Skip to content

Latest commit

 

History

History
59 lines (37 loc) · 4.28 KB

Off-Heap-Implementation.md

File metadata and controls

59 lines (37 loc) · 4.28 KB

Infinispan currently only stores entries on the Java heap. This can cause issues if the cache is used in such a way that a large amount of stop the world garbage collections are performed. One such fix is to write these objects to a cache store, however this can cause performance issues. Instead Infinispan would like to instead of storing entries on the Java heap but rather to store them in off heap memory managed by Infinispan itself. This would allow for more memory to be used and should reduce significantly the number of garbage collections required.

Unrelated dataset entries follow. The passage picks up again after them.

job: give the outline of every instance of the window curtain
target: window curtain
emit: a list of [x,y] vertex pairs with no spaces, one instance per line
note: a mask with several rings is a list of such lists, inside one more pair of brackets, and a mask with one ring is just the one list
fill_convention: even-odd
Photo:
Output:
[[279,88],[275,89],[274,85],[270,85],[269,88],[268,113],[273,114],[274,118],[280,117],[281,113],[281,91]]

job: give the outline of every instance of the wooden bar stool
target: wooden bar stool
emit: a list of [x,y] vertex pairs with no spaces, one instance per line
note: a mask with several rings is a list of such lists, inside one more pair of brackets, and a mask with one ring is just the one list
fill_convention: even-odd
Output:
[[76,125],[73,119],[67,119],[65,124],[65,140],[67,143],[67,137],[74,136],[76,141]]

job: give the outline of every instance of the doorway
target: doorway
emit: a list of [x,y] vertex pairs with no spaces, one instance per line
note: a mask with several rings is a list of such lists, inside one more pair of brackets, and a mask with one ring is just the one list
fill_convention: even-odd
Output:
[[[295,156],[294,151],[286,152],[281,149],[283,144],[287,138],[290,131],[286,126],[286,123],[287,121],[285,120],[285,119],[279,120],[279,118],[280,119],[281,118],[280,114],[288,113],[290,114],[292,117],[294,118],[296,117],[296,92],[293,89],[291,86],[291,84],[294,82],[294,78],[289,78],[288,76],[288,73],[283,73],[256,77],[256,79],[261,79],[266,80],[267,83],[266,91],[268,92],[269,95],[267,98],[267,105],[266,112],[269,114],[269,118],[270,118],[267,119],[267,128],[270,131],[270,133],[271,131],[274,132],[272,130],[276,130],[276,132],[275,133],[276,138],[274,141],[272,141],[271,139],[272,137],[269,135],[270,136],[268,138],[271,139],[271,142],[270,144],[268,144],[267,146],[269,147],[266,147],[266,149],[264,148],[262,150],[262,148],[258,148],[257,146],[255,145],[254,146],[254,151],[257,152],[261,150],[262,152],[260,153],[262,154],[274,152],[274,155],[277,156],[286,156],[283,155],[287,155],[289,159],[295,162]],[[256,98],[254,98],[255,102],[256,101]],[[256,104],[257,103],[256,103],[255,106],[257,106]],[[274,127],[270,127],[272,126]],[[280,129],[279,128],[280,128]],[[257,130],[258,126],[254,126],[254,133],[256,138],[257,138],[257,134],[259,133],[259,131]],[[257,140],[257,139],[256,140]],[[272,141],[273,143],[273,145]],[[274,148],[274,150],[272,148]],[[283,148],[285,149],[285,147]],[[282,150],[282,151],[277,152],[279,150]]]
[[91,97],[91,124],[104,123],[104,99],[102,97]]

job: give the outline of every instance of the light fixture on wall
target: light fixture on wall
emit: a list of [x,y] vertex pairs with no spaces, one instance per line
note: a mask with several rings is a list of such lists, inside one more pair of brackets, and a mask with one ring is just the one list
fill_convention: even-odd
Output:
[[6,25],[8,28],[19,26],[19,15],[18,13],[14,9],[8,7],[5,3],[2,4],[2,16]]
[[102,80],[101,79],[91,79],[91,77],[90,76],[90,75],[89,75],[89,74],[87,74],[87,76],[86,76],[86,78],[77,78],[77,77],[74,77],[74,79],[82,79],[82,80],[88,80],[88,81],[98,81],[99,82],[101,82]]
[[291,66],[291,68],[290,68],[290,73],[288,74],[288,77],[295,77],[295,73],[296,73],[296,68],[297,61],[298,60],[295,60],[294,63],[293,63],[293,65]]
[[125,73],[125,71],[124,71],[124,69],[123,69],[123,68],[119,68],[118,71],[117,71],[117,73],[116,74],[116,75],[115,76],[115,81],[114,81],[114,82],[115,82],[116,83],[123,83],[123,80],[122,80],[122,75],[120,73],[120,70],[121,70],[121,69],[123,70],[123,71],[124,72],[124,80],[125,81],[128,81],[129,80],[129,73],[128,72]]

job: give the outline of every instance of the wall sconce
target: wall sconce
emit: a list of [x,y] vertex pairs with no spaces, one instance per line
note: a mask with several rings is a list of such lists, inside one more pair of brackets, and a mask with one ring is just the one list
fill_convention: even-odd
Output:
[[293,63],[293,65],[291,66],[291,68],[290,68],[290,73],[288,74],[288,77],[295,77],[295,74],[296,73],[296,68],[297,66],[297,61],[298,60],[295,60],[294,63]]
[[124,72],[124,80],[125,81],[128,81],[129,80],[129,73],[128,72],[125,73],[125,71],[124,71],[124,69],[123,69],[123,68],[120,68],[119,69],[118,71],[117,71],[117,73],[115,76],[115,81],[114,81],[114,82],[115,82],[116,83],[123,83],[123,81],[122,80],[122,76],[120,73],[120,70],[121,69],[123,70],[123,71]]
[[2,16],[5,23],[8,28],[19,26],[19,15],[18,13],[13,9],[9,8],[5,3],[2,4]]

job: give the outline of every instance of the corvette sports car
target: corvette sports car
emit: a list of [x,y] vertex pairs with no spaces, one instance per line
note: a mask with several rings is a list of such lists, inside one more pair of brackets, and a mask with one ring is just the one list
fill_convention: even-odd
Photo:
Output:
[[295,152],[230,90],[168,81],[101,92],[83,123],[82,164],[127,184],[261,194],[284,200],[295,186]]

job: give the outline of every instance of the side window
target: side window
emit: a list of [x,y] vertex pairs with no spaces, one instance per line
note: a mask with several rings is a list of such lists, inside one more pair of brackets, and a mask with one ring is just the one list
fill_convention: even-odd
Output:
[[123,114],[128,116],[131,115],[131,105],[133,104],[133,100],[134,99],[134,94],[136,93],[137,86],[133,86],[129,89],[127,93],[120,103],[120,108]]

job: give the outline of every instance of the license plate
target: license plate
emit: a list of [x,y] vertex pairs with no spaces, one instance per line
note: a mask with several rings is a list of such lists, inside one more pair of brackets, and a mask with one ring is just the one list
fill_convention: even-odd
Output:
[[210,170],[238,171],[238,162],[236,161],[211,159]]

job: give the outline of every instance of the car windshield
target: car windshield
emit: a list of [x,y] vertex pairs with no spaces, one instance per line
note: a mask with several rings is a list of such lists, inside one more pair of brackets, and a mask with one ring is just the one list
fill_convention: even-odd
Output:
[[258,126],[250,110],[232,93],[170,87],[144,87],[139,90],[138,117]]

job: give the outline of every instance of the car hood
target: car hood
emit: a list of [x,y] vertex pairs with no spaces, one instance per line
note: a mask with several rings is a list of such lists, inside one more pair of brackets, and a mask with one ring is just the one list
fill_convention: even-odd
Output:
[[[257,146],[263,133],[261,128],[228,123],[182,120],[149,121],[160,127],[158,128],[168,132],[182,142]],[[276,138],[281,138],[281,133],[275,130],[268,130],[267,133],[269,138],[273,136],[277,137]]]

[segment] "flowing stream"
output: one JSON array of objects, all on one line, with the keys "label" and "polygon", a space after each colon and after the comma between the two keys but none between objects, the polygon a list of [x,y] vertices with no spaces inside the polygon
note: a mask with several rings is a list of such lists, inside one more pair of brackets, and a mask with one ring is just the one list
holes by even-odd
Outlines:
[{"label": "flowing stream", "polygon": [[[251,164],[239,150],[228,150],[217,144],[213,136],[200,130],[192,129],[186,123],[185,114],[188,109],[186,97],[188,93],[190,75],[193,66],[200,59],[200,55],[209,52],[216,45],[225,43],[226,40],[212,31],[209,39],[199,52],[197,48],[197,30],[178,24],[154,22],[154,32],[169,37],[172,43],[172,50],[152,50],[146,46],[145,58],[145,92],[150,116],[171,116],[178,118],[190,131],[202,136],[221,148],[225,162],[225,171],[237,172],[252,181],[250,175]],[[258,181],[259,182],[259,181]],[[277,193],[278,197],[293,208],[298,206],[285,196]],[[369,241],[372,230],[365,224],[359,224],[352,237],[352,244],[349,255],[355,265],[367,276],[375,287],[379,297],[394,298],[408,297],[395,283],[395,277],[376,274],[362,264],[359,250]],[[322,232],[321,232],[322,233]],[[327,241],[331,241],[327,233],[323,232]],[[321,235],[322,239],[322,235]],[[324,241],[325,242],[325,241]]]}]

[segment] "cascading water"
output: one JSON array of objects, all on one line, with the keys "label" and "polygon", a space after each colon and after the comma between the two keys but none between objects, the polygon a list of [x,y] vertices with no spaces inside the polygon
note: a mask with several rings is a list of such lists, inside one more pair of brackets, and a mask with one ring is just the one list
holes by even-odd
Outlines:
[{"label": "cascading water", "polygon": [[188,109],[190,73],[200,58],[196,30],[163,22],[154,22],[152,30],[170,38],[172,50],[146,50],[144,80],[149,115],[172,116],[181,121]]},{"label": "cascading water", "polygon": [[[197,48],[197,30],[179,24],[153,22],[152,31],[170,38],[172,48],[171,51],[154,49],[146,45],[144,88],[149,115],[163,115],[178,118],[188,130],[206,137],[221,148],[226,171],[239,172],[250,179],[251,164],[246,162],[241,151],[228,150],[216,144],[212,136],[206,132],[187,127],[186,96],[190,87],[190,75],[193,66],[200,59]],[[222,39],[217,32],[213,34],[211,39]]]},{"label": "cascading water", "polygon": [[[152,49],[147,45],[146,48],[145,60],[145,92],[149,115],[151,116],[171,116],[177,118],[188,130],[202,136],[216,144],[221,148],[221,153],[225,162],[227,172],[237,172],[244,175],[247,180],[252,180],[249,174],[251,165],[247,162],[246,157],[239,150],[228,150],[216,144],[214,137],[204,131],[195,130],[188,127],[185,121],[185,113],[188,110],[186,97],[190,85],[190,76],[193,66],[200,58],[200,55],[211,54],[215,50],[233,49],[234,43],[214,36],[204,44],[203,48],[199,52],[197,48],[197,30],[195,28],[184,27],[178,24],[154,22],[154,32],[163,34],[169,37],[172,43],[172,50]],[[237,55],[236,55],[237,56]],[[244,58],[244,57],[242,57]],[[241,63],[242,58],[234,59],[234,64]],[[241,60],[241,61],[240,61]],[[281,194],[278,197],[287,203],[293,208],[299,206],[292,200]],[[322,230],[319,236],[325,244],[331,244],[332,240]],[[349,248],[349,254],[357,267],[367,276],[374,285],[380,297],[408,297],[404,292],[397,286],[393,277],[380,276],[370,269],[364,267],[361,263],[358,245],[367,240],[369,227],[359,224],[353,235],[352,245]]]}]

This requires quite of a bit of work to be done in the core module of Infinispan. Before I go into the details of how the overall design for core will go I will list some limitations

Limitations

  1. Write skew check Currently this relies on object instance equality, which will not work since objects are required to be deserialized/serialized
  2. Atomic Map This updates instance directly, thus ICE factory update has to make a new instance. Also proxy requires some additional changes. This doesn't seem to work properly also because of Read Committed below...
  3. Read Committed Read committed cannot be used since everything is serialized when stored. Only repeatable read may be used. This is besides the fact that read committed has issues in a DIST cache anyways.
  4. DeltaAware DeltaAware would technically work, but it will take a significant performance hit due to the fact that objects would have to be fully deserialized then apply delta and then serialized again.
  5. Store as Binary Both this and off heap together do not make sense

Configuration

Off heap memory would be configured under a new element ("STORAGE"?, "MEMORY"?, under data container?) along with storeAsBinary and wrapByteArray. The wrapByteArray is a new configuration to replace equivalence that allows for byte[] to be used as key or values. This element is mutually exclusive as it wouldn't make sense to use them together. Compatibility would fall under this but we are planning on removing Compatibility in Infinispan 9 as well

Put operation

The general idea for core is as following for a general put:

  1. Originator immediately deserializes the object as a wrapped byte[] (Do we use hashCode for byte[] or object?)
  2. Originator sends wrapped byte[] to the primary owner and normal forwarding occurs
  3. The primary and backup owners have an interceptor installed that converrts the byte[] to an off heap object before writing this instance to the data container
  4. The previous value (if needed) is sent back as a byte[] and the originator finally deserializes it before returning it to the originator

Get operation

A get will work in a similar fashion:

  1. Originator immediately deserializes the object as a wrapped byte[] (Do we use hashCode for byte[] or object?)
  2. Originator sends wrapped byte[] to the owner(s) to retrieve the value
  3. Hacky but the wrapped byte[] can compare equivalence to the off heap object without having to allocate a byte[] (indexed gets) - (TODO: check bulk get byte[] - requires read only copy though)
  4. Originator deserializes byte[] to an object before returning to caller

Bulk operations

Bulk methods such as distributed streams will require deserialization of entries on each node. If we store the hash along with the off heap instance we do not need to deserialize non owned keys as the hash code would determine which segment it is in.

Statistics

We need to make statistics available that show how much direct memory is in use (blocks? available? used?). Unfortunately this may have an issue with separating information by cache level and may only provide per node usage.

Server considerations

The server doesn't require as many changes as in the core, but there are a few things to implement and investigate

Reuse Netty buffer

Netty can utilize direct byte buffers for its data read from the socket. This can be useful to reuse these to prevent an additional byte[] allocation. It is unclear if this will work as intended, but if possible this will be added. Even if this works it may not save any performance however for writes as JGroups currently only allows for byte[] to be written and not off heap memory.

Compatibility

Compatibility cannot be enabled with off heap and will throw an exception preventing the cache from starting.